Temu dans le viseur de Bruxelles : des jouets pour bébé et appareils électroniques jugés dangereux


Temu, un géant chinois sous pression européenne

La plateforme d’e-commerce Temu, connue pour ses prix très bas, est aujourd’hui accusée par la Commission européenne de violer les règles du Digital Services Act (DSA). Une enquête menée par Bruxelles a révélé que le site vendait massivement des produits illégaux ou non conformes aux normes de sécurité de l’UE, en particulier des jouets pour bébé et des appareils électroniques dangereux.

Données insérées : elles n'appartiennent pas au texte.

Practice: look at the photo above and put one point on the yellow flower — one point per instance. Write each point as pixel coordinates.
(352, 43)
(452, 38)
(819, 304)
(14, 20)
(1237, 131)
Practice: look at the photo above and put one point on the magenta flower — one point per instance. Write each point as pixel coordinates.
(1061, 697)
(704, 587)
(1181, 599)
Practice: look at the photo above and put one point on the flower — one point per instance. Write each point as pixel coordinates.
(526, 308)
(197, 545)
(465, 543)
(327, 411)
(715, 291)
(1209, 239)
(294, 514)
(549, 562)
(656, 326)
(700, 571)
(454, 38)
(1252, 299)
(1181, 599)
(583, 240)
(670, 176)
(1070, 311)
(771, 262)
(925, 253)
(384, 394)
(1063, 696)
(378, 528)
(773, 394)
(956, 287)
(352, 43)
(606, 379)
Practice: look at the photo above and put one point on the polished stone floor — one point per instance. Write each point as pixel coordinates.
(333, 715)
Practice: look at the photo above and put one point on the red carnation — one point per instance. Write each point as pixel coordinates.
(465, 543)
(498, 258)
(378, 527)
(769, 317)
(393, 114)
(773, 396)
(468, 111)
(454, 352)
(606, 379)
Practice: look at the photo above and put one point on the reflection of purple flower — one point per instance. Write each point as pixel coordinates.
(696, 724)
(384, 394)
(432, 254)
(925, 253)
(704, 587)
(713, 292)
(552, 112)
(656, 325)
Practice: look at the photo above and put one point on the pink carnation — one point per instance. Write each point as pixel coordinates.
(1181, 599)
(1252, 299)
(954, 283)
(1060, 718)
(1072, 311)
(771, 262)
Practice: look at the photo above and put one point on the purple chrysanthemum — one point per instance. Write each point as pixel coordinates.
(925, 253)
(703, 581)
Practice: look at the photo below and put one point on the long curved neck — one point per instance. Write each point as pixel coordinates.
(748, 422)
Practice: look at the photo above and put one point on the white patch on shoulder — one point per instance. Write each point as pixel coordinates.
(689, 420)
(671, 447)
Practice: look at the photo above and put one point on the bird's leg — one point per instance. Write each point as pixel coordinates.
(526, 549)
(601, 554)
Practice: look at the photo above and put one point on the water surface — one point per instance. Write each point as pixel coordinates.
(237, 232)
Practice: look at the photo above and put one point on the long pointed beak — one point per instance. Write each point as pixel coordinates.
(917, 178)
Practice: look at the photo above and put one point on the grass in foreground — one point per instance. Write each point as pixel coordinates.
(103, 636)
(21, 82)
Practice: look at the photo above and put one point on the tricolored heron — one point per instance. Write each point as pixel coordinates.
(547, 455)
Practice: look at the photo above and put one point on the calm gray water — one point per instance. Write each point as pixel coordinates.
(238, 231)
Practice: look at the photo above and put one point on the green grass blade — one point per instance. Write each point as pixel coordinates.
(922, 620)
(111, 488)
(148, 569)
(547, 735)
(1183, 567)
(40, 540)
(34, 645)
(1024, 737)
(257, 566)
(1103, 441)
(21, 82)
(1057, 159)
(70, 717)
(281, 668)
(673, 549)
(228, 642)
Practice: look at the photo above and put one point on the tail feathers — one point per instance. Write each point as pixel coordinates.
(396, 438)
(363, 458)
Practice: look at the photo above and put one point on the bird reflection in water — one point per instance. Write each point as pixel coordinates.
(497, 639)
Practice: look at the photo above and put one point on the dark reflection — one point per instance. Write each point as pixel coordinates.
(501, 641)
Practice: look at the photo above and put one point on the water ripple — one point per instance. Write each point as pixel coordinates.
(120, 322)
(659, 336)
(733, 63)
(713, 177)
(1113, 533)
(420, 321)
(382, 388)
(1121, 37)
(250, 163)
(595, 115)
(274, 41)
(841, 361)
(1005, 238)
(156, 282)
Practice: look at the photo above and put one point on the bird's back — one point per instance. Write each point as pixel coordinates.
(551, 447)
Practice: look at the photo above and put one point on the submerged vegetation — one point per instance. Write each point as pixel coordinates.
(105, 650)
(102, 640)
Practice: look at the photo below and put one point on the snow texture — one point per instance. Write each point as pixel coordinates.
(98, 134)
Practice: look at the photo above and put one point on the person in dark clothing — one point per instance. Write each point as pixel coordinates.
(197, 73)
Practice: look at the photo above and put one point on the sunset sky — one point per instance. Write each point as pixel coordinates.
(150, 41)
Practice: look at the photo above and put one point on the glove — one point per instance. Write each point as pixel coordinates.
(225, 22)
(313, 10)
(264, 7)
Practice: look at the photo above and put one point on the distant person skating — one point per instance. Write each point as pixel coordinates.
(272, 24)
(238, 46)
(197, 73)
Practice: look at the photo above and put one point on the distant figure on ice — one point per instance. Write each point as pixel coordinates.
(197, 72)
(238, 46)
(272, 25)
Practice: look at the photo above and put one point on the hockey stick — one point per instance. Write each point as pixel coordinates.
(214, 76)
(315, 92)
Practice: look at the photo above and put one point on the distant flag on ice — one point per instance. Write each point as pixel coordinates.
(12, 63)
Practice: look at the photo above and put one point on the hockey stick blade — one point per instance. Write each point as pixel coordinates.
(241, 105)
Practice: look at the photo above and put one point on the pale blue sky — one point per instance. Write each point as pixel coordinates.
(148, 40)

Des produits à risque pour les consommateurs

Des tests menés par l’organisation Toy Industries of Europe (TIE) ont démontré que 95 % des jouets achetés sur Temu enfreignaient les règles de sécurité européennes. Les risques constatés sont multiples :

  • petites pièces pouvant provoquer une asphyxie,
  • substances chimiques toxiques dépassant les seuils autorisés,
  • absence de notice de sécurité en langue européenne,
  • absence d’opérateur économique identifié dans l’UE pour garantir la conformité.

Du côté des produits électroniques, plusieurs articles—chargeurs, lampes LED, batteries—présentent un risque d’électrocution, de surchauffe ou d’incendie, faute de certifications valides.


Bruxelles réagit avec fermeté

La Commission européenne estime que Temu n’a pas pris les mesures suffisantes pour bloquer la mise en vente de ces produits illégaux. Elle reproche aussi à la plateforme de ne pas avoir réalisé une évaluation des risques adaptée à son modèle et de laisser prospérer des vendeurs non identifiés, échappant ainsi aux réglementations européennes.

En cas de confirmation de ces infractions, Temu risque une amende allant jusqu’à 6 % de son chiffre d’affaires mondial. La société a désormais un délai pour répondre aux accusations et mettre en place des mesures correctives.


Des précédents inquiétants

Ce n’est pas la première fois que Temu est pointée du doigt. Des associations de consommateurs comme BEUC dénoncent depuis plusieurs mois la présence de produits dangereux sur la plateforme. Elles alertent sur une concurrence déloyale envers les commerçants européens, contraints de respecter des normes strictes et coûteuses.

Ces organisations réclament un renforcement des règles pour les marketplaces étrangères, notamment l’obligation d’avoir un représentant légal dans l’UE capable de répondre aux autorités en cas de non‑conformité.


Vers un tournant réglementaire pour les plateformes ?

Le cas Temu illustre les difficultés de l’Union européenne à faire respecter ses normes face aux géants du e‑commerce étrangers. Le DSA, entré en vigueur récemment, donne désormais à Bruxelles de nouveaux pouvoirs pour sanctionner les plateformes en cas de manquement.

Cette affaire pourrait donc servir d’exemple pour d’autres acteurs comme Shein ou AliExpress, souvent accusés des mêmes pratiques.


Conclusion

Temu, qui s’est imposée rapidement en Europe grâce à ses prix cassés et ses campagnes publicitaires massives, se retrouve désormais au centre d’un bras de fer avec Bruxelles. L’affaire met en lumière la nécessité de mieux contrôler les produits importés et de garantir la sécurité des consommateurs européens.